B. Whether Plaintiff Has Alleged Damages
1. Actual Damages
Defendant argues that Plaintiff has failed to plead actual damages. A failure to allege actual damages is grounds for dismissing a RESPA claim under 12 U.S.C. § 2605. Davidson v. Countrywide Home Loans, Inc., No. 09-CV-2694-IEG (JMA), 2011 WL 1157569, *4 (S.D.Cal. Mar. 29, 2011) (Gonzalez, C.J.) However, courts have interpreted the requirement to plead actual damages “liberally.” Yulaeva v. Greenpoint Mortg. Funding, Inc., No. 09-1504 LKK/KJM, 2009 WL 2880393, *15, 2009 U.S. Dist. LEXIS 79094, *44 (E.D.Cal. Sept. 3, 2009) (Karlton, J.).

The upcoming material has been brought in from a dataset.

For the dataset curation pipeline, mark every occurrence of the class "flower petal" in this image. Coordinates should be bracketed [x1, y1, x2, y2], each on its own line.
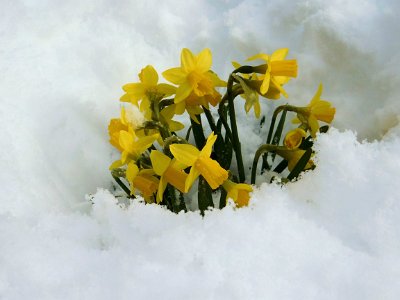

With respect to damages, Plaintiff alleges:
As a direct and proximate result of Wells Fargo’s conduct, Plaintiff has suffered actual pecuniary damages that include, but are not limited to, the over calculation and overpayment of interest on Plaintiffs Loan, the costs of repairing Plaintiffs credit, the reduction and/or elimination of Plaintiffs credit limits, and attorney’s fees and costs, in an amount to be proven at trial.
(Compl. ¶ 18.)
This sufficiently alleges actual damages and distinguishes the instant matter from the cases in which courts ruled that actual damages were not sufficiently alleged. See, e.g., Davidson, 2011 WL 1157569 at *4 (plaintiffs only alleged that they “were damaged”); Sullivan v. JP Morgan Chase Bank, NA, 725 F.Supp.2d 1087, 1095 (E.D.Cal.2010) (plaintiff only alleged that he “suffered and continues to suffer damages and costs of suit”). This also distinguishes Plaintiffs case from cases in which courts have held that a borrower failed to allege a causal link between the alleged damages and the servicer’s failure to comply with RESPA. See, e.g., Durland v. Fieldstone Mortg. Co., No. 10CV125 JLS (CAB), 2011 WL 805924, *3 (S.D.Cal. Mar. 1, 2011) (Sammartino, J.)1
2. Statutory Damages
Plaintiff alleges that Defendant is subject to statutory damages. (Compl. ¶ 17.). To allege statutory damages under RES-PA, a borrower must allege a pattern and practice of non-compliance with 12 U.S.C. § 2605. 12 U.S.C. § 2605(f). Plaintiff has failed to allege such a pattern or practice. Furthermore, the Complaint is based on a single letter to Defendant. Plaintiff does *1154not respond to Defendant’s Motion with respect to statutory damages and appears to concede that statutory damages are not available in this case. The law is clear that statutory damages are unavailable based on Plaintiffs allegations.
V. CONCLUSION
Defendant’s Motion is GRANTED WITH PREJUDICE with respect to Plaintiff’s request for statutory damages. Defendant’s Motion is otherwise DENIED.
IT IS SO ORDERED.
. Defendant suggests that Plaintiff's credit rating fell because she is behind on her loan payments, arguing that her alleged injuries "may likely be the result of her own inability to remain current on the loan." (Motion at 8:17-26.) Plaintiff has not alleged that she is behind on her loan. The Court must take all her allegations as true for the purposes of this Motion. Accordingly, the Court cannot simply assume that Plaintiff is behind on her loan when no such allegation exists in the Complaint.